Up in the corridor????
 
I don't want to listen to the whole thing again, but were they a go around, or missed approach? I thought I heard that call sign at the begining of the tape.
 
That was informative. No information on the circumstances, yet you slam them. Oh and I suppose its not possible that they padded their time til exhaustion at all? And according to you 45 minutes at cruise should = 45 minutes fully configured at 2K?

Let me guess, if you had 20 minutes of fuel remaining, you would accept 19 minutes worth of vectors? I'm guessing you'd pad it a bit too. Or do you always go down to bare minimum "bingo" fuel before you divert, assuming you'll be cleared direct to the outer marker of your alternate, number 1 for the approach?
 
Alright, without listening to all of it again.....There were T-Storms along the arrival into NYC, everyone was being vectored around for spacing etc., these guys call up and say that they are approaching min fuel, approach calls back and ask how much fuel til fuel exhaustion, the guys are not sure what he means by that so the controller clarifies it, how long til the engines quit running? The crew replies 20 minutes (still no emergency declared). 3 planes ahead of them are turned off the arrival to give them priority. They are switched to approach. Approach diverts two planes to another runway for an inbound emergency, they reply we didn't declare an emergency. Approach say we declared one for you. Thats it in a nutshell. Bottomline if your still up approach with only 20 minutes til flameout and you haven't decided that you have an emergency....I don't want any of my family in the back.

Flame away....but you only have 20 minutes to do it.............
 
I think New York had a bad experience quite a few years ago with an Avianca plane that ran out of fuel and crashed. There were a whole bunch of other factors involved, including a disfunctional cockpit and CRM. But in a nutshell these guys declared minimum fuel when in fact they were already of fumes. they flamed out at the outer marker going to JFK.
 
When I was there we didn't have to wear uniforms. We were not professionals. Obviously the plane went slower.
 
Just the other night going into EWR our fuel was lower than we would have liked. We accepted a re-route early that was supposed to protect us from having to hold. That cost us 800 lbs. Guess what? We had to hold anyways. They held us twice on the philbo both with efc times that were shameful. We did not declare min fuel, but advised ATC of our time from such declaration.

The ace up our sleeve was an FA that was getting close to max time by the fars. We talked to our dispatch, who talked to tracon. Where ever we set down, was going to be the end of the trip. Apparently we really cut in line...to the point where apprch at ewr asked us what our emergency was.
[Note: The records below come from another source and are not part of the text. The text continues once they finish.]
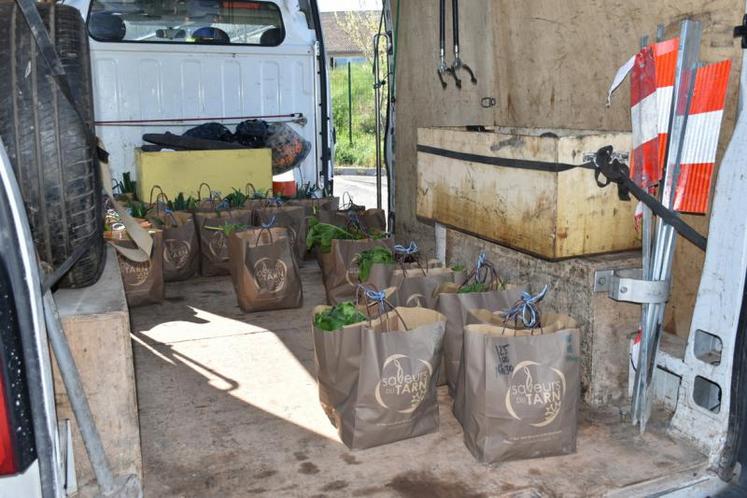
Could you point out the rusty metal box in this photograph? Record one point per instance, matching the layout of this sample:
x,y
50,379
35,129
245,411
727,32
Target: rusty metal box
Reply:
x,y
521,188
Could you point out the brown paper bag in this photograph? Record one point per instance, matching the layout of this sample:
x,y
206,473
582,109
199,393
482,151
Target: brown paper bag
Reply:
x,y
143,282
521,391
394,396
339,270
181,248
454,306
213,241
290,217
263,270
337,359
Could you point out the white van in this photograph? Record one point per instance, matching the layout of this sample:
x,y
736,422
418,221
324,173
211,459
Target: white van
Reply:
x,y
174,64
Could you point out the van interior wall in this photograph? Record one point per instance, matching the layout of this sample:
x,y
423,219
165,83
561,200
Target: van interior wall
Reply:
x,y
549,65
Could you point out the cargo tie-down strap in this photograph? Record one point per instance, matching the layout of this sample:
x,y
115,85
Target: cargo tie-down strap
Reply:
x,y
140,236
604,165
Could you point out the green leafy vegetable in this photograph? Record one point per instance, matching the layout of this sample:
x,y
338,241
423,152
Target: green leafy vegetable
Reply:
x,y
307,191
236,199
180,203
322,234
366,260
138,209
338,317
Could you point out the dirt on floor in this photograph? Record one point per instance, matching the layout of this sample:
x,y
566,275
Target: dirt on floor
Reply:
x,y
229,408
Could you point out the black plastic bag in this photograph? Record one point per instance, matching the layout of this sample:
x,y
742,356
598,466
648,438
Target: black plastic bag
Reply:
x,y
210,131
252,133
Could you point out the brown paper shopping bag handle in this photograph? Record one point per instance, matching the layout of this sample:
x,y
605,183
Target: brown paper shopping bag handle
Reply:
x,y
484,272
262,230
372,297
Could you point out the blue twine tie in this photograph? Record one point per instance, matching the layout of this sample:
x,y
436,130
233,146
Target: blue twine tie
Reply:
x,y
526,309
271,223
480,261
409,250
375,296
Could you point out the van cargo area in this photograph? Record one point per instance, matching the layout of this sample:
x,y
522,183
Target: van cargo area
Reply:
x,y
508,261
229,406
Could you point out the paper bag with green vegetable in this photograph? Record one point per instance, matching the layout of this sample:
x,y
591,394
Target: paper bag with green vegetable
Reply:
x,y
181,248
340,266
394,395
337,349
213,228
337,249
143,282
263,269
481,289
522,387
290,217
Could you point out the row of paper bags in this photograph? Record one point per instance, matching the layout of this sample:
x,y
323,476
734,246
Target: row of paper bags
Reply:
x,y
516,391
189,243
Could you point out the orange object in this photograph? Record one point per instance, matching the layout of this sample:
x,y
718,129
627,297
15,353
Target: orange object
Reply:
x,y
284,189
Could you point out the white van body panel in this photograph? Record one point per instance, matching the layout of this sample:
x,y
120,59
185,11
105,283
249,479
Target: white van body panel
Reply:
x,y
150,81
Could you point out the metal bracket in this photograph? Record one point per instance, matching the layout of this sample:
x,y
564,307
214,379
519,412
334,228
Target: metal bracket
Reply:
x,y
627,285
602,280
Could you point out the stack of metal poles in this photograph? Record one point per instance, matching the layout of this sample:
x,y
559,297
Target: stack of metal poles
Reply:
x,y
658,246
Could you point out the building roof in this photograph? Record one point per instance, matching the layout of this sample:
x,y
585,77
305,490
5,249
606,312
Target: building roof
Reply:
x,y
337,40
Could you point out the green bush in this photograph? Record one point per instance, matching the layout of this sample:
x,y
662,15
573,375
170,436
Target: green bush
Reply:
x,y
363,149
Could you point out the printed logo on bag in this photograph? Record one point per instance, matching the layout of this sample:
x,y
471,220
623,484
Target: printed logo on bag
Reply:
x,y
415,300
351,274
217,245
176,252
271,274
535,393
404,383
135,274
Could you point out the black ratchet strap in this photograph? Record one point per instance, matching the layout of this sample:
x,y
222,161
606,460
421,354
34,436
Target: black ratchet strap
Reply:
x,y
614,171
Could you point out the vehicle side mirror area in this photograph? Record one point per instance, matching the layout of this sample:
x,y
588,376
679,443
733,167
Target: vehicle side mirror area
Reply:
x,y
271,38
209,34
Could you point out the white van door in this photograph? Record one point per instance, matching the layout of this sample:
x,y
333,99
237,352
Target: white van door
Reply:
x,y
169,65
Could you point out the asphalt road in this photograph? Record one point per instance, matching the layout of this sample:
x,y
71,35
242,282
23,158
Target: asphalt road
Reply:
x,y
362,189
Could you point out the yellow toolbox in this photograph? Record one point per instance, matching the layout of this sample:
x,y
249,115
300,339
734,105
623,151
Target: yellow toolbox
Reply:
x,y
184,171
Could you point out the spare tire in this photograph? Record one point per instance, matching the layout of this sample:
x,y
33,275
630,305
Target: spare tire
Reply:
x,y
46,141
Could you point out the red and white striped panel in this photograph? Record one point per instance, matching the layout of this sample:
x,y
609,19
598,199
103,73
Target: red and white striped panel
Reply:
x,y
701,138
665,55
644,116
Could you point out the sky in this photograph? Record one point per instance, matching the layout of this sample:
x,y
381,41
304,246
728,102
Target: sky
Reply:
x,y
331,5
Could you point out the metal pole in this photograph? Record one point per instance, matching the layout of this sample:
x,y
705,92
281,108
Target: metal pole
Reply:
x,y
350,104
76,395
377,111
687,59
122,486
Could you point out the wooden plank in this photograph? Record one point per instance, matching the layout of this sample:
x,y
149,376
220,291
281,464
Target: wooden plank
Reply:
x,y
97,326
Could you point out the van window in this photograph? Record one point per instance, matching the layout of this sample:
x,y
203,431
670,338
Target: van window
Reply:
x,y
236,22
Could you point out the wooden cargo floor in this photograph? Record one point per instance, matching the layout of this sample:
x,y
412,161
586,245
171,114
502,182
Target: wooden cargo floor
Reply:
x,y
228,407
"There is no emergency. We are close to min fuel and having to divert."

'Well, you cut in front of about 12 airplanes so...'

"Regardless of the verbiage, we are here"(CA was great)

so they got us in.

It appears that there is still some vagueness in regards to the ATC guys passing along information (just like Avianca). State your desires/situation boldly guys.
 
If they hadn't declared MINIMUM FUEL at 45 min remaining on landing, that is a problem. Regardless of whatever else may have transpired, in the USA, a declaration of MIN FUEL has weight and there's nothing bad or illegal about being in that condition.
 
From what I know, all OM manuals state that you must declare an emergency at 45 min fuel remaining. How you can get to 20 minutes of fuel without other factors involved, I don't know. From the info we have here, it was stupid and unsafe for the crew to get themselves into that situation without being assertive about their emergency situation.
 
From what I know, all OM manuals state that you must declare an emergency at 45 min fuel remaining. How you can get to 20 minutes of fuel without other factors involved, I don't know. From the info we have here, it was stupid and unsafe for the crew to get themselves into that situation without being assertive about their emergency situation.

Our manuals stated that you should declare "MIN FUEL" not declare an emergency with 45 minutes remaining.